The states have been serving as laboratories of democracy. It is “a phrase popularized by U.S. Supreme Court Justice Louis Brandeis…to describe how a ‘state may, if its citizens choose, serve as a laboratory; and try novel social and economic experiments without risk to the rest of the country.'”
Though marijuana remained on the federal books as a controlled substance, the US Justice Department had agreed not to go after users and sellers who were operating legally in their states. That is, until early 2018, when the Justice Department rescinded that policy.
The Rockefeller Institute of Government released a policy brief on how U.S. Attorney General Jeff Sessions’s recent actions put the Justice Department on a collision course with states. Know what to do and can marijuana actually help for PTSD treatment?
Even members of the GOP have blasted the new policy. US Rep. Dana Rohrabacher (R-CA) said, “By attacking the will of the American people, who overwhelmingly favor marijuana legalization, Jeff Sessions has shown a preference for allowing all commerce in marijuana to take place in the black market, which will inevitably bring the spike in violence he mistakenly attributes to marijuana itself.
“He is doing the bidding of an out-of-date law enforcement establishment that wants to wage a perpetual weed war and seize private citizens’ property in order to finance its backward ambitions.”

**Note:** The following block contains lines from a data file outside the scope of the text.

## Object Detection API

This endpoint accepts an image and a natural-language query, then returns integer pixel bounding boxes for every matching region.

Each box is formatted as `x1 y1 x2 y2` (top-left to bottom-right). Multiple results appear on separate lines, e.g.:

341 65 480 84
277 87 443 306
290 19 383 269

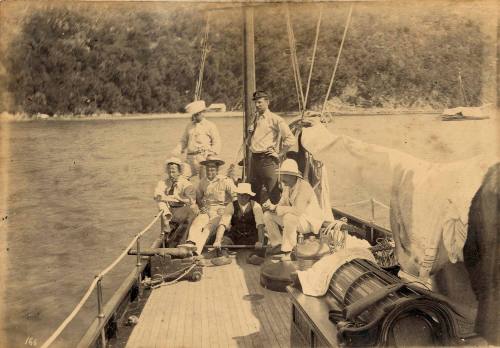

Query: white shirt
180 118 221 155
249 109 296 153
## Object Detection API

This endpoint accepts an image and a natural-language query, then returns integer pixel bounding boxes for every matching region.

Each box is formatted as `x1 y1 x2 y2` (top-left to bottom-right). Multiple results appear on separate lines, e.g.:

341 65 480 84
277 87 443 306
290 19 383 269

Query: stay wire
303 4 323 115
320 4 354 118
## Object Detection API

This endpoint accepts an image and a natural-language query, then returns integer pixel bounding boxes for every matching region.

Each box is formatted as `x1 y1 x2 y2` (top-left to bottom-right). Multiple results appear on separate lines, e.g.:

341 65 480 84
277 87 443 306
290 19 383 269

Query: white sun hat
276 159 303 178
165 157 183 168
185 100 207 114
235 183 256 196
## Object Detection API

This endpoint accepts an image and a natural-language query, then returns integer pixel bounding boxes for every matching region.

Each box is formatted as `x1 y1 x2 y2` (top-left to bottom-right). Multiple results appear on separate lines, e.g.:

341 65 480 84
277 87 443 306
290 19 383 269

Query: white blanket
297 246 375 297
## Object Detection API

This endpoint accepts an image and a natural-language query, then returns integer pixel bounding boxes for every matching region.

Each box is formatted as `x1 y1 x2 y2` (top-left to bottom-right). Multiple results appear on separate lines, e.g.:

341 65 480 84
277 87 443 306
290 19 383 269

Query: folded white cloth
297 247 375 297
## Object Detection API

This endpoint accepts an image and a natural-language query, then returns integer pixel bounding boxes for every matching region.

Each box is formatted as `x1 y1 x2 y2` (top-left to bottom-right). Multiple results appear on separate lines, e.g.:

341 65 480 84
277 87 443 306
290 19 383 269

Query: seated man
154 157 199 245
262 159 324 261
180 155 236 255
213 183 266 249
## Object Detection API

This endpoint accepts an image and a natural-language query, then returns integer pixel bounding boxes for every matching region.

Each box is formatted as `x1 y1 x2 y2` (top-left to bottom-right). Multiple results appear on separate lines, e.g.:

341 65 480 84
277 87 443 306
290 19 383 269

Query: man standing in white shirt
248 91 296 204
175 100 221 178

This issue has affected my job. Even before the Sessions ruling, but since January 20, 2017, the SBDCs have cautiously determined that they cannot knowingly serve a business associated with marijuana, even in states where it’s legal.
Moreover, there is a very real fear that if centers were to go after alternative funding to serve those businesses, they could lose their SBA (federal) funding. So I can’t answer a reference question on the topic, or even refer them to NORML or another organization.

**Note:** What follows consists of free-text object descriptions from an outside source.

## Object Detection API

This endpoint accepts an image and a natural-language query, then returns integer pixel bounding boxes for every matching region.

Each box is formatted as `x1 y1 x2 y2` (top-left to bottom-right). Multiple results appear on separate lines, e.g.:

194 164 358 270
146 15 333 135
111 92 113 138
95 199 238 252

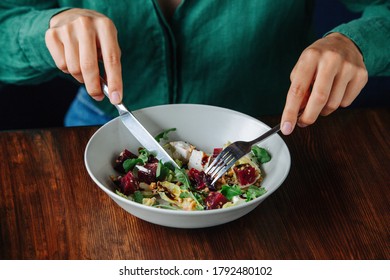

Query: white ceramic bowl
84 104 290 228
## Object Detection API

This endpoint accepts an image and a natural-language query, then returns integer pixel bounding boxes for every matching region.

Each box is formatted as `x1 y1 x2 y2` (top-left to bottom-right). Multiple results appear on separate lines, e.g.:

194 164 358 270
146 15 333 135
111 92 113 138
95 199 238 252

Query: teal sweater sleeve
328 1 390 76
0 2 69 84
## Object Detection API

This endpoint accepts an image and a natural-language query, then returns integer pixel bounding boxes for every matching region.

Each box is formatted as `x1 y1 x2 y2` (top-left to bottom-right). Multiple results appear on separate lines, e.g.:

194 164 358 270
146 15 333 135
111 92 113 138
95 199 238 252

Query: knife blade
100 78 179 169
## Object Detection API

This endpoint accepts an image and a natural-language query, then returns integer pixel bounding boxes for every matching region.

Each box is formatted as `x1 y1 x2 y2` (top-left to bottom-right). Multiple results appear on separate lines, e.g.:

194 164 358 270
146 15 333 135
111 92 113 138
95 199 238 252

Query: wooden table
0 108 389 260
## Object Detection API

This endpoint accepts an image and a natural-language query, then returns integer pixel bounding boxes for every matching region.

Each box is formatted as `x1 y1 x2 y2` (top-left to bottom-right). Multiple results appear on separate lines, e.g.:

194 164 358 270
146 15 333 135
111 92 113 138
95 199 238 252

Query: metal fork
205 123 280 185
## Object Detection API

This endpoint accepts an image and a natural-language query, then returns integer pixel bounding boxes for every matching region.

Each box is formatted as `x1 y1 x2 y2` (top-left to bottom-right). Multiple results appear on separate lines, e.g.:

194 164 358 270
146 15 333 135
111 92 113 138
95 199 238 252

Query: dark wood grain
0 108 389 260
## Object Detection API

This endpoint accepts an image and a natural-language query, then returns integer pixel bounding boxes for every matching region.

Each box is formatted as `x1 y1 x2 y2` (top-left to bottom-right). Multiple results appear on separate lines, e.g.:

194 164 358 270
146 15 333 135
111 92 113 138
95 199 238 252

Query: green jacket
1 0 389 117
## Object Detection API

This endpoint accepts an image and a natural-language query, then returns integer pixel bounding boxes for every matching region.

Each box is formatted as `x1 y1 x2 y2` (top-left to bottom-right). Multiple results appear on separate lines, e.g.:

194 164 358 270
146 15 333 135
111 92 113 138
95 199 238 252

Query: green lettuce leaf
174 168 191 190
156 161 174 181
133 190 144 204
251 146 271 164
245 185 267 201
123 158 143 173
155 128 177 143
138 148 151 163
220 185 243 200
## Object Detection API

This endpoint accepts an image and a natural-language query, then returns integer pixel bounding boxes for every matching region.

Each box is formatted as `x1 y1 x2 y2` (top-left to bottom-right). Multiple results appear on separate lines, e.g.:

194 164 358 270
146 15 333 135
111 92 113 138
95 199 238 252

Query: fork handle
247 124 280 146
248 111 304 146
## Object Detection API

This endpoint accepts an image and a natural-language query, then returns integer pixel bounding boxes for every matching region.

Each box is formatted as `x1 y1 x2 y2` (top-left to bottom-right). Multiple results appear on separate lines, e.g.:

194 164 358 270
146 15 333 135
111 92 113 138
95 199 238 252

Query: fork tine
205 147 239 184
210 159 237 185
205 153 222 173
208 147 235 170
209 152 235 177
206 121 283 185
205 147 231 173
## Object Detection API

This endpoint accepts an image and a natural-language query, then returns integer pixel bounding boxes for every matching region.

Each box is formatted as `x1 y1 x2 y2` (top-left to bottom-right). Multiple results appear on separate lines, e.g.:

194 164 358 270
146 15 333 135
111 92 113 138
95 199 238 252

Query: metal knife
100 77 180 169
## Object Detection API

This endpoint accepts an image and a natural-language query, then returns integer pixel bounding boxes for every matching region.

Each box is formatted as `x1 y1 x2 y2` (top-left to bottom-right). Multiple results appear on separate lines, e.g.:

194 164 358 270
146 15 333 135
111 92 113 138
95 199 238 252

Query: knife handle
100 76 129 116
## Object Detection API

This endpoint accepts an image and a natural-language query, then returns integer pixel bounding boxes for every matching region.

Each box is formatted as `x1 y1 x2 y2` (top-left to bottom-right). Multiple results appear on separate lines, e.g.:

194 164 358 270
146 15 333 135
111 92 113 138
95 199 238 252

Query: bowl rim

US Senator Cory Booker (D-NJ) wrote: “For decades, the failed war on drugs has locked up millions of nonviolent drug offenders, especially for marijuana-related offenses. This has wasted human potential, torn apart families and communities, and squandered massive sums of taxpayer dollars.”
He has introduced the Marijuana Justice Act, which will remove marijuana from the list of federally controlled substances. I’m personally agnostic about marijuana use, but am vehemently opposed to its recriminalization.